Memory Alignment, Heap allocation.

Hi,

1.

A small question: How do I ensure memory alignment? I want all malloced
memory, globals and functions to be 4-byte aligned. Does llvm have any
".align" keyword?

I'm currently implementing a small scheme toy-compiler, and want to use
the lowest 2 bits for type tags. It's Currently 380 lines of
scheme-code[1], quite similar to the compiler in SICP[2], which I hope to
get self-applicable later on.

2.

Can I change the calling conventions / frame handling, so that call frames
are allocated on the heap instead of on the stack? Right now all my
compiled functions take an environment as an argument to lookup variables
in the scheme-function. It would perhaps be nicer if I could use the call
frames instead, but I can't since lambdas in it can escape when the
frame is popped of the stack, for example:

  (lambda (x) (lambda (z) (+ x z))) ; the inner lambda is returned.

Regards, Tobias

[1] www.ida.liu.se/~tobnu/compile.ss

    Can currently for example compile and run:

    (compiler '((lambda (x y z)
                  (if (seteq (car (cdr (cons x (cons y 3)))) z)
                    (add 1 0)
                    (sub 2 1)))
                1 2 2))

[2] Structure and Interpretation of Computer Programs, Abelson & Sussman.

Tobias Nurmiranta wrote:

Hi,

Chris and others can give you better ideas on the ideal ways to implement what you want, but I'll give some ideas/answers for now.

1.

A small question: How do I ensure memory alignment? I want all malloced
memory, globals and functions to be 4-byte aligned. Does llvm have any
".align" keyword?

No, LLVM does not currently have an alignment keyword (that I know of). It might be useful to have one, though.

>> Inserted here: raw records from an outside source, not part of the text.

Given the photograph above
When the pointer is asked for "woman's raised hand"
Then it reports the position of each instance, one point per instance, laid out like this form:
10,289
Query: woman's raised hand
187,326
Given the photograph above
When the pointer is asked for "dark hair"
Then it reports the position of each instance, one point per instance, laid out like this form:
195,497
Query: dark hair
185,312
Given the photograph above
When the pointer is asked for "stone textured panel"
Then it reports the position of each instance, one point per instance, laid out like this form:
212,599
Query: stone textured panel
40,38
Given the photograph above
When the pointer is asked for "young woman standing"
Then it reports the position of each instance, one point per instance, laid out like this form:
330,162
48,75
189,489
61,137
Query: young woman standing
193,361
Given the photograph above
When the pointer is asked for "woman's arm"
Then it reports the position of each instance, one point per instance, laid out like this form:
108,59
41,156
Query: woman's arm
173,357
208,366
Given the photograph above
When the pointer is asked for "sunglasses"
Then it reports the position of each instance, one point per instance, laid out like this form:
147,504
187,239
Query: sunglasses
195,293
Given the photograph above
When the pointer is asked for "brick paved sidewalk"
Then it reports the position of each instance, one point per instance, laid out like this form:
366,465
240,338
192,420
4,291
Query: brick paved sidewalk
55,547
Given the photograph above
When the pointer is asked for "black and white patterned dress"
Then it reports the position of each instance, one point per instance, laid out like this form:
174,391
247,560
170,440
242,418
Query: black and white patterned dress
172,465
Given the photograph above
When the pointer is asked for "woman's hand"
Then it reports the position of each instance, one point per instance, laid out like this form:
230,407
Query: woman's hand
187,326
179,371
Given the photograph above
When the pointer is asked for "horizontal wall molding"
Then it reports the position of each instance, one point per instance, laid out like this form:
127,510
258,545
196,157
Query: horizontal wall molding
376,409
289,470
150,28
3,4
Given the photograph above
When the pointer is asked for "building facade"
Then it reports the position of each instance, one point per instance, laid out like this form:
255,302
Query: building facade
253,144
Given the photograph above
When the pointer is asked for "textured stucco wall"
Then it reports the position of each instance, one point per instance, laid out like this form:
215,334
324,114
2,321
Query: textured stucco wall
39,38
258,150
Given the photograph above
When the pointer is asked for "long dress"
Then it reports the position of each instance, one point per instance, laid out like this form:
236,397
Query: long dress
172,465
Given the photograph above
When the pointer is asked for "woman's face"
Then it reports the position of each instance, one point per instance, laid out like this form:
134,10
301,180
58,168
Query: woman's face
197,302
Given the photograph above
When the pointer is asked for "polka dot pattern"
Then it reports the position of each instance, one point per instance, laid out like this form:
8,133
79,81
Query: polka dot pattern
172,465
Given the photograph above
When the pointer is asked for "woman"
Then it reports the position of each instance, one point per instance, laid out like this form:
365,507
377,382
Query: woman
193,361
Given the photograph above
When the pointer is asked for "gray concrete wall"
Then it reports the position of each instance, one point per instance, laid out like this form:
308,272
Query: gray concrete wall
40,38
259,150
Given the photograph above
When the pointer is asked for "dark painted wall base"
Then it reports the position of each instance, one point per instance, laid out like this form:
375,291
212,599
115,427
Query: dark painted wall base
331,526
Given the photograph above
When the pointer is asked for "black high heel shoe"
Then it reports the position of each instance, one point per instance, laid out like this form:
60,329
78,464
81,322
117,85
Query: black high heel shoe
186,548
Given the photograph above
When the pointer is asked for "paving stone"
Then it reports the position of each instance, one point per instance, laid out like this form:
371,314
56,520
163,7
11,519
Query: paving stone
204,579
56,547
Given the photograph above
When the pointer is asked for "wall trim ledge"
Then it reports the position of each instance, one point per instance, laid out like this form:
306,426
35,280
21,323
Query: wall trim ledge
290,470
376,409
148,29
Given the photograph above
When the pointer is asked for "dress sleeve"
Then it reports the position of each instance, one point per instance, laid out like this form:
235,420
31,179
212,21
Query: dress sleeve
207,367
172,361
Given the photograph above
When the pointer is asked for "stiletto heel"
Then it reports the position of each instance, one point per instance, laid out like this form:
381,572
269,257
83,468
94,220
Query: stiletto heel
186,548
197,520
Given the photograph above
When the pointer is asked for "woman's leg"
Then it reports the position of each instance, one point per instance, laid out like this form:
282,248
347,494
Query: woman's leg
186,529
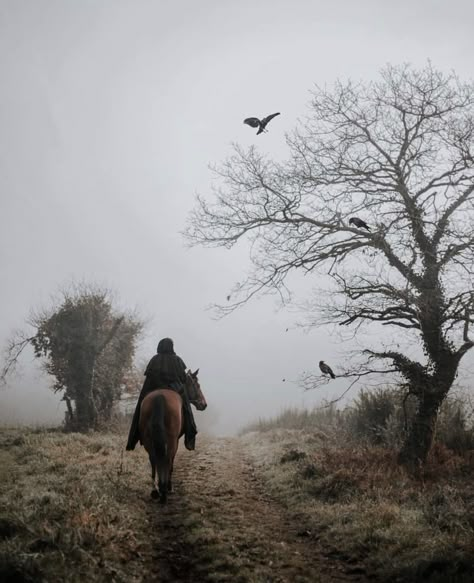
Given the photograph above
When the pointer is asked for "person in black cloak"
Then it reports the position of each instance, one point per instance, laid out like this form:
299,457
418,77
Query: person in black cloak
165,369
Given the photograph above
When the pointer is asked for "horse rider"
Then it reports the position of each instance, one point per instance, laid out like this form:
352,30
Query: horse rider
165,370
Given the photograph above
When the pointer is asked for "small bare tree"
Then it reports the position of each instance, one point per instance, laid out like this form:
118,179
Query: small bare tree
87,346
398,155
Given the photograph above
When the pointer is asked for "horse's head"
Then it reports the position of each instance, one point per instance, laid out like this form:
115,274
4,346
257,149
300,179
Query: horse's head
194,391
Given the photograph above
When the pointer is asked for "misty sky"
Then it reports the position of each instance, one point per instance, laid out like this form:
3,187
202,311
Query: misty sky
111,112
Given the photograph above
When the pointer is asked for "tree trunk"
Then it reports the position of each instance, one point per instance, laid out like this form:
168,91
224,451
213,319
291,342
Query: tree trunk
419,440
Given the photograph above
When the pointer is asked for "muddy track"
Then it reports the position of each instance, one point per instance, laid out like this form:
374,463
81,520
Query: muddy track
221,525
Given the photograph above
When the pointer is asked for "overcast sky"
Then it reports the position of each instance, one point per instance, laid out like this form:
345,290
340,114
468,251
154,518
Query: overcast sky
111,112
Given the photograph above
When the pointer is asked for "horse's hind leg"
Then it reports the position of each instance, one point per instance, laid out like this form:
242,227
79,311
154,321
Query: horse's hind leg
154,493
163,480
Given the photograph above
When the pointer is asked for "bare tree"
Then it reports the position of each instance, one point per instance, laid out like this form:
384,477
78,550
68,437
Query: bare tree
87,346
398,155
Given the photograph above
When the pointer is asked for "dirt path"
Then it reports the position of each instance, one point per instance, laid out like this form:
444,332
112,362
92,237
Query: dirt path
220,525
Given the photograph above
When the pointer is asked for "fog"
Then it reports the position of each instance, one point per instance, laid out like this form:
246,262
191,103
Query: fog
110,114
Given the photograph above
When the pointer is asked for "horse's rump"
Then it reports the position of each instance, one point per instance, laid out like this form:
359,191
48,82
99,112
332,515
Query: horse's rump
171,404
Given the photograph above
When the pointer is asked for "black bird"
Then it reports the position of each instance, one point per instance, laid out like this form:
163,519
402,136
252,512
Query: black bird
359,223
325,369
261,124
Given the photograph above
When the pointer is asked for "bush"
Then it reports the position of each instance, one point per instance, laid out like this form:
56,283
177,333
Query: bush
380,417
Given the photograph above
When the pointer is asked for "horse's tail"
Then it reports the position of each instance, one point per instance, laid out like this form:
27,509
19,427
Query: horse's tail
159,442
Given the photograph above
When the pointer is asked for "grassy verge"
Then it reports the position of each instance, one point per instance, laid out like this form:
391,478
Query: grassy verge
364,508
62,507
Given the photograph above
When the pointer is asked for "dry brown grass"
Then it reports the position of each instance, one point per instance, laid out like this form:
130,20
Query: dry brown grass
61,497
364,508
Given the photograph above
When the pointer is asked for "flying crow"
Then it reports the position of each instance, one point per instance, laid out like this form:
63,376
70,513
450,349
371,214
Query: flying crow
325,369
261,124
359,223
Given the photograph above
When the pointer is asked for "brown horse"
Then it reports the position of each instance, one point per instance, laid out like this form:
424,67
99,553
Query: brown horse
161,426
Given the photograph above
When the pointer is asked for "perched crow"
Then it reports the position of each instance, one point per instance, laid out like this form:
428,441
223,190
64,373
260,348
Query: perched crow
359,223
325,369
261,124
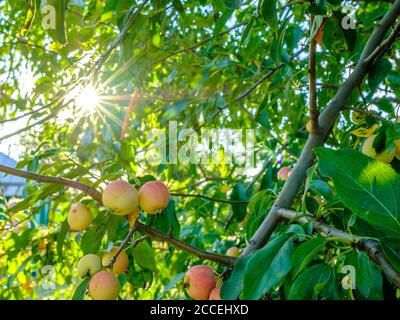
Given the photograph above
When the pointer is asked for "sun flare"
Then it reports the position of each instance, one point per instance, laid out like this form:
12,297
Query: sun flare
87,100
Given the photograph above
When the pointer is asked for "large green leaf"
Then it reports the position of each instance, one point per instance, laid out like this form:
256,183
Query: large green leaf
91,239
232,288
368,187
305,252
268,266
310,282
368,277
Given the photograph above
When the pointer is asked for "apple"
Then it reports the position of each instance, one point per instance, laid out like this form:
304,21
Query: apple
233,252
121,263
386,156
199,281
79,217
121,197
284,173
88,265
320,33
104,286
153,197
215,294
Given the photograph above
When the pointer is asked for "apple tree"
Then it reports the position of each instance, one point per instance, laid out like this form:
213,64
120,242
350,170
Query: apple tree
200,149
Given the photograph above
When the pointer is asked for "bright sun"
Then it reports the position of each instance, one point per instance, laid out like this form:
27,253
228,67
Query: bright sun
87,100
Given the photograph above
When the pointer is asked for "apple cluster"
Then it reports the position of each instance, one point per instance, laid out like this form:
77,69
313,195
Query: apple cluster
123,200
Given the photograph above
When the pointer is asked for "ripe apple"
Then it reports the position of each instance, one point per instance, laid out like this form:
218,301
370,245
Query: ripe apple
386,156
233,252
397,148
120,197
284,173
133,217
104,286
88,265
153,197
121,263
199,281
215,294
320,32
79,217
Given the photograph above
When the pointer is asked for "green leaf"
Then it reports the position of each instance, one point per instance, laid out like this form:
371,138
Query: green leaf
92,238
171,284
221,22
310,282
143,254
231,288
239,193
367,274
268,266
368,187
267,10
80,290
304,253
233,4
56,26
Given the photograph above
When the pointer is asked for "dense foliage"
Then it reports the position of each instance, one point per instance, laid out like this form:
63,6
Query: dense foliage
180,65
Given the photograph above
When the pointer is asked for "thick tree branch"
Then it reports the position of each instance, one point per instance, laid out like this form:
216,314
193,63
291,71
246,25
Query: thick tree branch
96,195
326,120
121,37
371,247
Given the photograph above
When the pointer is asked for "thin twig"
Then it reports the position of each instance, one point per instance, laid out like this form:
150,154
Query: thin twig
312,84
208,198
371,247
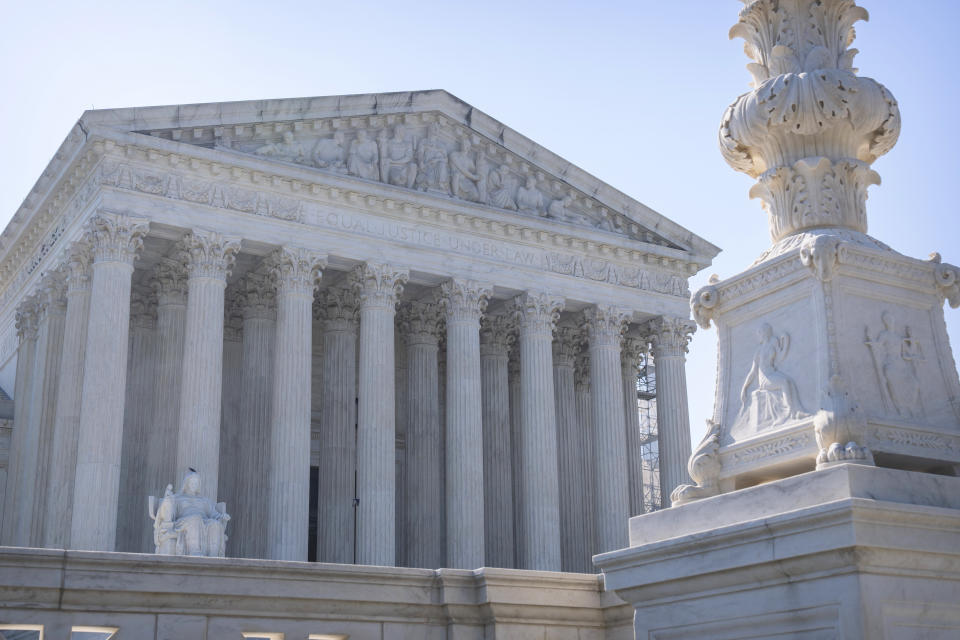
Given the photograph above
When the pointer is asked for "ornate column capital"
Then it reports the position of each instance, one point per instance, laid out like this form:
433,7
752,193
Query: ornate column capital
566,345
76,267
631,351
170,281
209,254
28,319
605,324
116,238
233,315
257,296
338,307
421,322
536,312
52,294
670,335
497,334
296,270
143,308
810,128
464,300
379,285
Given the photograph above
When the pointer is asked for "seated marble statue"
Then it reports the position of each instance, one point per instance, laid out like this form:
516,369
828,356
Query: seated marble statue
188,524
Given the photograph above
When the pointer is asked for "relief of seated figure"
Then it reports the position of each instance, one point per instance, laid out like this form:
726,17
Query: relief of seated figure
187,523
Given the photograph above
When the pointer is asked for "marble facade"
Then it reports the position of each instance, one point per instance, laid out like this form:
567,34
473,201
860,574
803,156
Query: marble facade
395,289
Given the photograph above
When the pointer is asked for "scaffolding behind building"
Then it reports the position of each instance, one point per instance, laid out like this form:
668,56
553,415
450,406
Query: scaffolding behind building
650,449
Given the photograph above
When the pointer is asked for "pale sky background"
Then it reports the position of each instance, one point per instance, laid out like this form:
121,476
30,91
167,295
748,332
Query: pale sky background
631,91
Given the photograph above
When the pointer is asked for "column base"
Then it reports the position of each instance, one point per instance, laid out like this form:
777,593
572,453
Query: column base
847,552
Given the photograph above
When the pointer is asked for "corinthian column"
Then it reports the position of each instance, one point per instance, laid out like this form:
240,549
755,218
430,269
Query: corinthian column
588,472
604,327
379,287
421,323
63,465
257,297
496,335
537,314
569,465
115,240
18,500
137,424
296,272
170,284
464,301
633,350
670,337
210,257
53,309
513,379
338,455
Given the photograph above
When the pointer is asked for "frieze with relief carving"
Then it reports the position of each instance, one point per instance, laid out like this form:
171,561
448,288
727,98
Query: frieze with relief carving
425,152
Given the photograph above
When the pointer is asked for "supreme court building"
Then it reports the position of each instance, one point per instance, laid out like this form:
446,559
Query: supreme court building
387,330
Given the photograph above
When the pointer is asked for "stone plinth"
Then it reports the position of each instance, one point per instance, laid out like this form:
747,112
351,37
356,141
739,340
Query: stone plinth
846,552
153,597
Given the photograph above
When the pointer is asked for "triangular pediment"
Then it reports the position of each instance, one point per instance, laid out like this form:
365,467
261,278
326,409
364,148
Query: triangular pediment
446,148
422,151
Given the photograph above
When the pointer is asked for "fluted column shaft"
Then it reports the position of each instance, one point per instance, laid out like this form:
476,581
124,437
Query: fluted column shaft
296,272
338,419
116,240
258,299
587,459
604,327
231,421
63,465
198,436
170,282
516,460
464,301
18,494
569,466
379,289
539,483
421,323
495,338
132,535
631,353
670,337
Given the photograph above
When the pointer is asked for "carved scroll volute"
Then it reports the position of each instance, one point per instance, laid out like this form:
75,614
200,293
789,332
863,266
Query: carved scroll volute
810,128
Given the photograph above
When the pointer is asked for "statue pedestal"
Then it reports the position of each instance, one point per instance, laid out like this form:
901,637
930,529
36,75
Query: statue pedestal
847,552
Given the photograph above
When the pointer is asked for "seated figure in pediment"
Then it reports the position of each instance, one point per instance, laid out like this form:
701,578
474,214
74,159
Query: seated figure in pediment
434,174
363,160
397,164
530,199
289,150
503,187
330,154
464,176
187,523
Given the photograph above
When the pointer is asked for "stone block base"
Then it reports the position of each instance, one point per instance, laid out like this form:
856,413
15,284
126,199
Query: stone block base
147,597
848,552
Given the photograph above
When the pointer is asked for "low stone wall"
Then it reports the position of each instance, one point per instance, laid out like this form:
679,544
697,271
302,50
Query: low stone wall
174,598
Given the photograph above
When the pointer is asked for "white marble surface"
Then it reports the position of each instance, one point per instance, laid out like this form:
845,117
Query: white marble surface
849,552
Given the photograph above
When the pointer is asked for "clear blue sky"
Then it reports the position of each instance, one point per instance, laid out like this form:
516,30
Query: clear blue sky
629,90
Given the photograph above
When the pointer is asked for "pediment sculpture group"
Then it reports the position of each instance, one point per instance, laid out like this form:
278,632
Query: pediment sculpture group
465,172
188,524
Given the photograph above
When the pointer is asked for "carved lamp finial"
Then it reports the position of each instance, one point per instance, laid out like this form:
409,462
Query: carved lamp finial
810,128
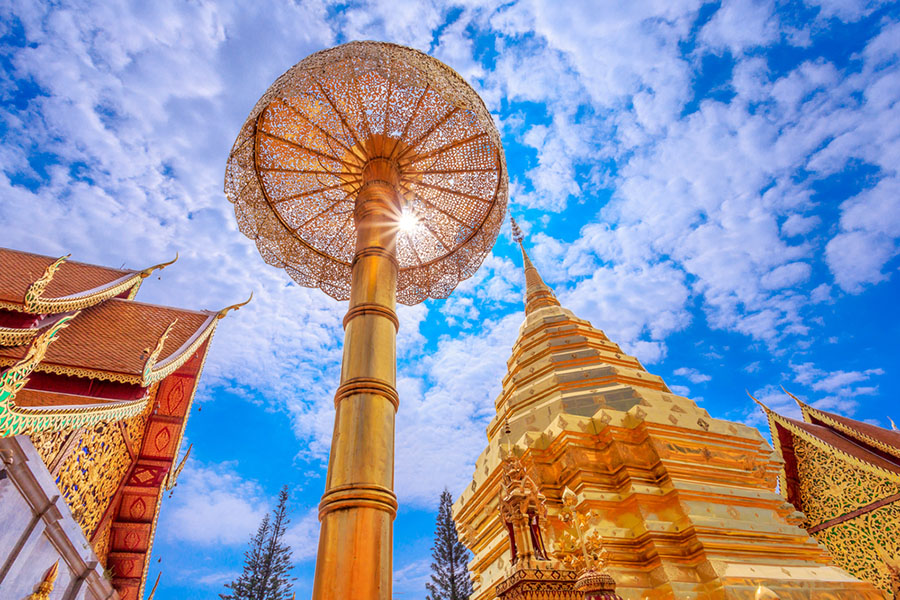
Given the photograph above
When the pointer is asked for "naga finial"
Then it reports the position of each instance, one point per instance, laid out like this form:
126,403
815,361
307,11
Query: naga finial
149,270
15,377
172,477
154,355
47,583
518,236
796,399
227,309
35,290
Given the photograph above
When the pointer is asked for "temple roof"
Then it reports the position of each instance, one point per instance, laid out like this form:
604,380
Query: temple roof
113,340
18,270
851,447
865,434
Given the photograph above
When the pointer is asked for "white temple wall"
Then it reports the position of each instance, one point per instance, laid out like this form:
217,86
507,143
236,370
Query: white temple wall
37,529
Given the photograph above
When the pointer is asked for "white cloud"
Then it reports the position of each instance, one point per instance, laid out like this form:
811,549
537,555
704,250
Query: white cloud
739,25
213,505
302,535
833,382
870,224
692,375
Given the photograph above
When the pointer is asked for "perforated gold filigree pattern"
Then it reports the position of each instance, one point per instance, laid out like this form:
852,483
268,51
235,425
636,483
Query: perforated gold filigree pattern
296,167
89,475
853,544
829,488
49,443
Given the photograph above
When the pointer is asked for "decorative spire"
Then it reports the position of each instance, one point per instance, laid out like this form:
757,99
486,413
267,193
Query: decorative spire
46,585
537,293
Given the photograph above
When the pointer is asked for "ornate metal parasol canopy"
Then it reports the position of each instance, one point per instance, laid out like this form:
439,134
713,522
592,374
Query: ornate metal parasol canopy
296,167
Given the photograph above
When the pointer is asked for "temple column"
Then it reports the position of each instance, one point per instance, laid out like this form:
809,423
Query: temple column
359,505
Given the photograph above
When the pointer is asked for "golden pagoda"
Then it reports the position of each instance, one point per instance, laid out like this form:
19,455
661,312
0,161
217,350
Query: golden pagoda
687,504
95,392
844,476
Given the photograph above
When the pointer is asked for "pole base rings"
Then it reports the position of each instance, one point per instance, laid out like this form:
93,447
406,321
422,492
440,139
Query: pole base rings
358,495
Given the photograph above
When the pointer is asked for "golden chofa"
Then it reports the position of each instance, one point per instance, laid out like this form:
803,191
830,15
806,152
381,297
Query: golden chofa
375,173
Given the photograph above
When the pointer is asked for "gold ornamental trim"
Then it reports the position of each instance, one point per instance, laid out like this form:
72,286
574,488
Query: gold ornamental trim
154,371
826,447
16,336
15,420
807,410
79,372
35,303
159,496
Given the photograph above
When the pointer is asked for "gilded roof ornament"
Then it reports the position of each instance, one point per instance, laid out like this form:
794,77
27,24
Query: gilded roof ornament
36,289
36,303
147,371
46,585
15,420
764,593
15,377
149,270
819,443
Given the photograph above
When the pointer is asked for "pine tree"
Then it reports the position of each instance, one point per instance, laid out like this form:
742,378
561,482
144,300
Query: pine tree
267,562
449,575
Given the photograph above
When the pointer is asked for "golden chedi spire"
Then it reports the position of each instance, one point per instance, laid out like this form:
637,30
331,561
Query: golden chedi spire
537,293
687,504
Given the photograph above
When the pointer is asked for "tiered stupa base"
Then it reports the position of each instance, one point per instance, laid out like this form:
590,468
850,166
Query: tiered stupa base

I'm currently implementing a small scheme toy-compiler, and want to use
the lowest 2 bits for type tags. It's Currently 380 lines of
scheme-code[1], quite similar to the compiler in SICP[2], which I hope to
get self-applicable later on.

I think the only reliable way you could do this would be to implement your own memory allocator function that returned memory from the heap. Your code could ensure that every pointer it returned was on a 4 byte boundary.

Any other technique would take advantage of side-effects of the LLVM code generators.

2.

Can I change the calling conventions / frame handling, so that call frames
are allocated on the heap instead of on the stack? Right now all my
compiled functions take an environment as an argument to lookup variables
in the scheme-function. It would perhaps be nicer if I could use the call
frames instead, but I can't since lambdas in it can escape when the
frame is popped of the stack, for example:

I suppose you could change the LLVM code generators to use whatever calling conventions you want, but I believe your current implementation is the correct way of passing information from a function back to its caller.

Changing the code generators to do what you describe essentially "breaks" the LLVM calling convention model (i.e. in LLVM, items on the stack disappear when a function returns; you do not want to assume that something on the function's stack still exists after the function already returns).

Passing a pointer may look a little kludgy, but it is correct and should be fine.

-- John T.

A small question: How do I ensure memory alignment? I want all malloced
memory, globals and functions to be 4-byte aligned. Does llvm have any
".align" keyword?

In the medium term, we plan to add alignment requirements to the
alloca/malloc instructions and to globals (vars/functions) but we do not
have this yet. Currently the code generator defines the alignment of
various structures based on the preferred alignment (usually specified by
the platform ABI). If you have a 32-bit object (like an int or a float),
you can be pretty certain that the object is going to be four byte aligned
(for global vars, allocas, and mallocs). Functions SHOULD be at least four
byte aligned: if they are not, please file a bug and we'll get it fixed
ASAP!

I'm currently implementing a small scheme toy-compiler, and want to use
the lowest 2 bits for type tags. It's Currently 380 lines of
scheme-code[1], quite similar to the compiler in SICP[2], which I hope to
get self-applicable later on.

Cool! I'm currently out of town so I can't try it out, but I will when I
get a chance. This is sounds like a neat project!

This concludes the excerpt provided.